SpaceX Secures $60B Option to Acquire AI Coding Startup Cursor

Elon Musk’s SpaceX has secured an option to acquire AI coding startup Cursor for $60 billion, according to Bloomberg. The agreement gives SpaceX the right to either buy Cursor outright or pay $10 billion for a deep collaboration with xAI’s Colossus supercomputer. The arrangement pre-empted a $2 billion funding round Cursor had been negotiating, and reportedly shut out Microsoft, which was an earlier suitor.

The Deal Structure

The agreement is unusual: it’s an option, not a completed transaction. SpaceX can exercise the full $60 billion acquisition, or alternatively put $10 billion into a compute-and-integration partnership that would wire Cursor’s code generation and editing tools into xAI’s Colossus cluster. Bloomberg reports that the option was priced high enough to blow past the valuation Cursor’s venture investors had assigned in their in-progress $2 billion round, effectively forcing the table on any competing bid.
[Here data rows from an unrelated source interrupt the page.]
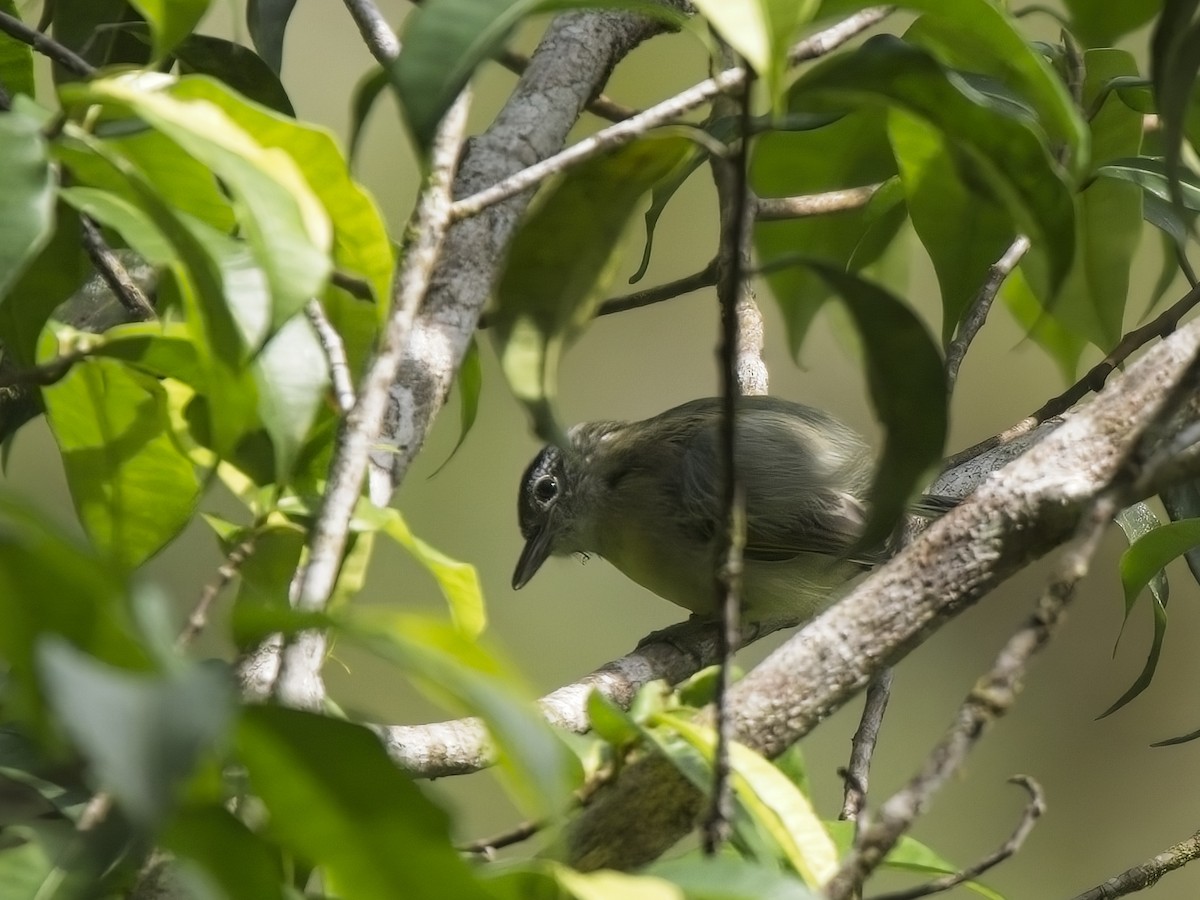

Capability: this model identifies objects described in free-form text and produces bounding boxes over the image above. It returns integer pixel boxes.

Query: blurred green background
[5,0,1200,900]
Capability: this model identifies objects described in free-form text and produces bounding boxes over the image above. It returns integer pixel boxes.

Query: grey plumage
[512,396,872,620]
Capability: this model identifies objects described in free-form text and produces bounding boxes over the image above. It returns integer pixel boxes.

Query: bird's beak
[512,524,550,590]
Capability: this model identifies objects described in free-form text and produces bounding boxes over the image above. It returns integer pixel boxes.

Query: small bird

For Cursor, the deal solves two constraints at once — valuation uncertainty and access to frontier compute. Training and serving a coding-focused frontier model against rivals like GitHub Copilot and Anthropic’s Claude-based coding tools requires GPU capacity that is expensive to rent and harder still to guarantee at scale.

Microsoft’s Missed Window

Before SpaceX moved, Microsoft had reportedly examined Cursor as an acquisition target, according to CNBC. Microsoft already owns GitHub and its Copilot product line, which has been steadily expanding into agentic coding. Buying Cursor would have consolidated the AI dev-tools stack under one roof; letting it slip to SpaceX hands Musk’s AI group a direct foothold in the same market Microsoft has been defending.

CNBC’s sources describe Microsoft’s interest as exploratory rather than a firm bid, which may explain the speed of SpaceX’s move. In an active acquisition market, the gap between “kicking the tires” and “signing term sheets” is narrower than most incumbents account for.
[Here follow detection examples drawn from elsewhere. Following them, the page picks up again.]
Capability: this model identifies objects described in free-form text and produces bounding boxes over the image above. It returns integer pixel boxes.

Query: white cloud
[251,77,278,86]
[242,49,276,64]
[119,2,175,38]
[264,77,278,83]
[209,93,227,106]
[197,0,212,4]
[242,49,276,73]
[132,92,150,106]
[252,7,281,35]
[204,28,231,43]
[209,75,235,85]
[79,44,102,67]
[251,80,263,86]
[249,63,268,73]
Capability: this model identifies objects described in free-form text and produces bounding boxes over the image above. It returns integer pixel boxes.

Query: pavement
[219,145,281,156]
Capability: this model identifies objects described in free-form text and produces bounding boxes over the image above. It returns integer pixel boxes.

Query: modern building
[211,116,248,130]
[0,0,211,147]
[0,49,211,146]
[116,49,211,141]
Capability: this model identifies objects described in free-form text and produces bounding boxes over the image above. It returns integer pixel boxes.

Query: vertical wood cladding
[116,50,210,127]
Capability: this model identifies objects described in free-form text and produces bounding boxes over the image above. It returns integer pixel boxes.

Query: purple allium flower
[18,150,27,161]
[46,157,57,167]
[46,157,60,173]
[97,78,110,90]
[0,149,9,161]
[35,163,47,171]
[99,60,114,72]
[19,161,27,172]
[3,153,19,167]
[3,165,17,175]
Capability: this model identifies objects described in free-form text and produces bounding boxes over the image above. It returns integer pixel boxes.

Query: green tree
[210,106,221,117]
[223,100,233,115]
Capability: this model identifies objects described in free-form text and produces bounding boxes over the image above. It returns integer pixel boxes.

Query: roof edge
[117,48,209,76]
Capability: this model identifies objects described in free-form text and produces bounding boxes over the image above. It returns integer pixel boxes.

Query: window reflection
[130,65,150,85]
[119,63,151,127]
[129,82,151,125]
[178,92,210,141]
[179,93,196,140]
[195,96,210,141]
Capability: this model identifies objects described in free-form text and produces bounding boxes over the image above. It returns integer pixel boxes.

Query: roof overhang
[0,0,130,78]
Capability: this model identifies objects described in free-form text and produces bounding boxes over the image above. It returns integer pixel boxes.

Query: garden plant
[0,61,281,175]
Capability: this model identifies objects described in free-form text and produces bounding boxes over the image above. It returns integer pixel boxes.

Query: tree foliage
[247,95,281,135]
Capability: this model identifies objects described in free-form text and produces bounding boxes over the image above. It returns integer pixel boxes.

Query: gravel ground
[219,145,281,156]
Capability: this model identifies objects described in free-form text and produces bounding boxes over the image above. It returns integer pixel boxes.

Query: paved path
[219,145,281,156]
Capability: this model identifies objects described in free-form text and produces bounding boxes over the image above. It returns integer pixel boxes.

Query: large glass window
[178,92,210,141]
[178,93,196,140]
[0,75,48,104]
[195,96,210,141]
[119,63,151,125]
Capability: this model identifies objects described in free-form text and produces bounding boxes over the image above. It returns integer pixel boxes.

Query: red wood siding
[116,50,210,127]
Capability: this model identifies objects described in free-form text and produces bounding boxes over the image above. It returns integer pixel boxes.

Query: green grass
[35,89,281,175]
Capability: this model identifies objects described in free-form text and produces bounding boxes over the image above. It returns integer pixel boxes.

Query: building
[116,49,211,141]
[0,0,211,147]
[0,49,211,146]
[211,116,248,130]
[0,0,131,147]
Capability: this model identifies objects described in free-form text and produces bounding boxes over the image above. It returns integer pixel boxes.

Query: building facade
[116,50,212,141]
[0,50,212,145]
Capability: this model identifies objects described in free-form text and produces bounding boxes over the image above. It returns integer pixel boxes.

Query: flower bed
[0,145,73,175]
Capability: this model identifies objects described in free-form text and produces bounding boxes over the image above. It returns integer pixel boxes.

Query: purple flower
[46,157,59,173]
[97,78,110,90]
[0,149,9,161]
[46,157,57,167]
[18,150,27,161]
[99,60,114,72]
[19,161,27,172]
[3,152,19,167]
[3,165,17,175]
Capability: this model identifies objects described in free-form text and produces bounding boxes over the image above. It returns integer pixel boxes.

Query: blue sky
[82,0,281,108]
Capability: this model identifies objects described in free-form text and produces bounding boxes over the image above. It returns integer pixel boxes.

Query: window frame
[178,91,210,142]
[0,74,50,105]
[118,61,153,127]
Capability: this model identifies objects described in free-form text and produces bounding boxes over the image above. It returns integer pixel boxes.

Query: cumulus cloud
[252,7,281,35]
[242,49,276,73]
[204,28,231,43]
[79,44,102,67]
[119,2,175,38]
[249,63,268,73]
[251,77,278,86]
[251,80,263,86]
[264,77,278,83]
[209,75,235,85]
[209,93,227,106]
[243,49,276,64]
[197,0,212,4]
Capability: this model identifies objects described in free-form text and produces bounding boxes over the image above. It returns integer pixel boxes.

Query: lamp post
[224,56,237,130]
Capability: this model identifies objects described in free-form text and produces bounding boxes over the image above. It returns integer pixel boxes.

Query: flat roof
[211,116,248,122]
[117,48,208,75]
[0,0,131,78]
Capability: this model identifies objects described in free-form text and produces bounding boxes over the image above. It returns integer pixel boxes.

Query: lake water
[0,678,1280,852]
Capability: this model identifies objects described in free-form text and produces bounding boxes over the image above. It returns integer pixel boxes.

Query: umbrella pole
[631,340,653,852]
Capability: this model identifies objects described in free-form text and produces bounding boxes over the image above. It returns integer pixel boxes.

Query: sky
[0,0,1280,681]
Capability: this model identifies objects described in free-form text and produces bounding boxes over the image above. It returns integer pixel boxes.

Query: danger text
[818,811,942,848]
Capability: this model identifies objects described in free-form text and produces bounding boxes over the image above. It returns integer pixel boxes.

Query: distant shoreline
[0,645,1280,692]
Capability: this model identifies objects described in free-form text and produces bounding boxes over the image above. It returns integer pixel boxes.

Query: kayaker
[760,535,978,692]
Why xAI Colossus Is the Real Lever

The $10 billion partnership path is the more interesting half of the structure. Colossus, xAI’s GPU supercluster, is one of the largest training clusters operating outside the hyperscalers. Binding Cursor’s models and inference to Colossus would give xAI a distribution layer it doesn’t currently have — developers sit in their editors all day — while giving Cursor access to training capacity at a cost envelope independent of Microsoft Azure or AWS.
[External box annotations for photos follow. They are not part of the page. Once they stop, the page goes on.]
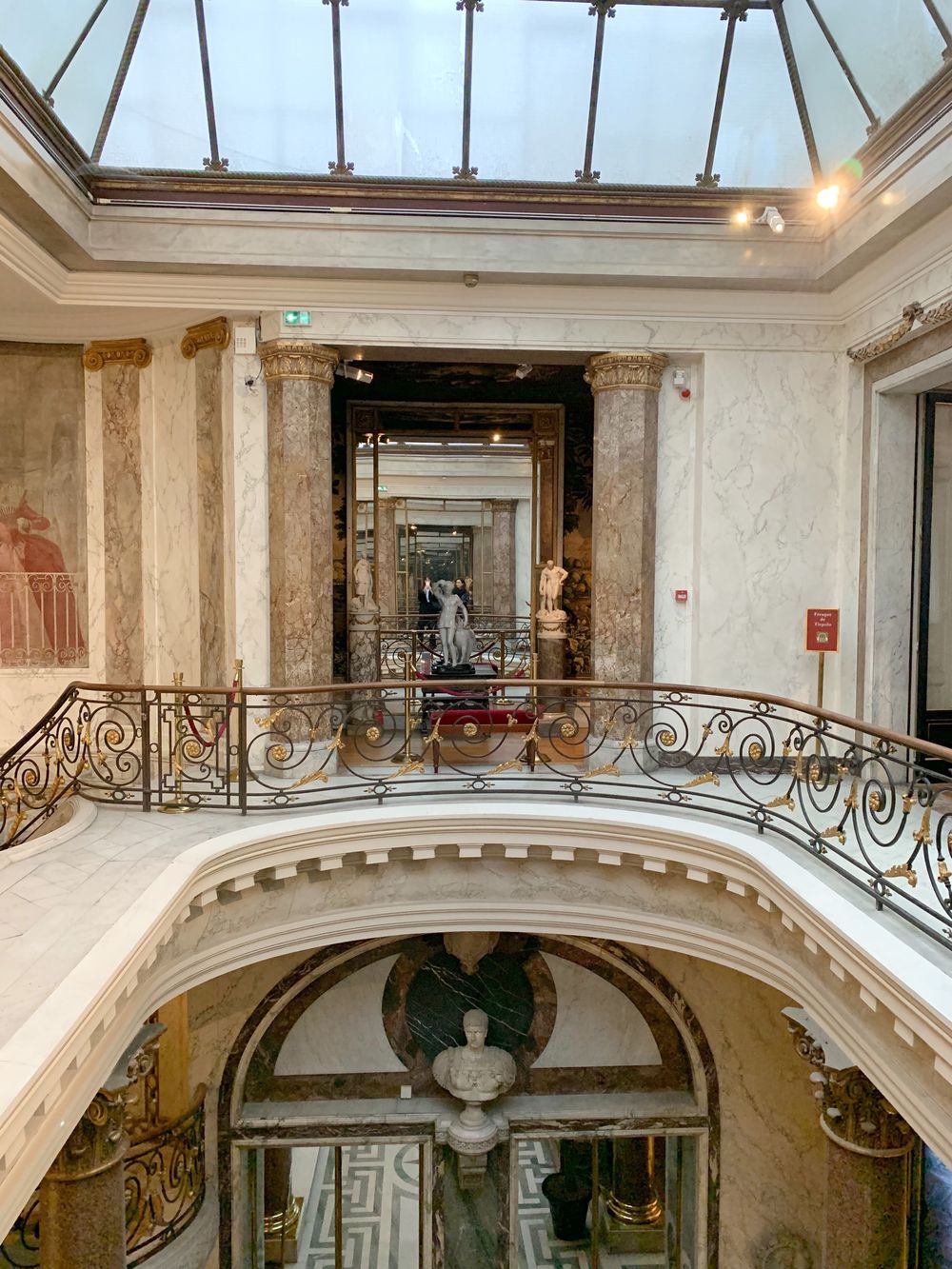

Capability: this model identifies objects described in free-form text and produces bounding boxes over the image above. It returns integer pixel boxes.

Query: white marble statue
[433,1009,515,1102]
[538,560,568,613]
[433,580,476,664]
[354,555,376,608]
If SpaceX converts the $10 billion option instead of the $60 billion one, it pays a sixth of the price and still achieves most of the strategic objective: Cursor becomes the default coding surface for models trained and served on Musk-aligned infrastructure.

What Comes Next

The option’s exercise window was not disclosed publicly. Expect regulatory attention, particularly around the overlap between SpaceX, xAI, and X — a vertical stack that would tie launch, compute, a consumer social platform, and a developer-tools surface under one owner. Microsoft and Amazon will likely re-price their own AI dev-tools strategies in response. And a $60 billion number, even as an option, resets the valuation floor for every other coding-focused AI startup in the market.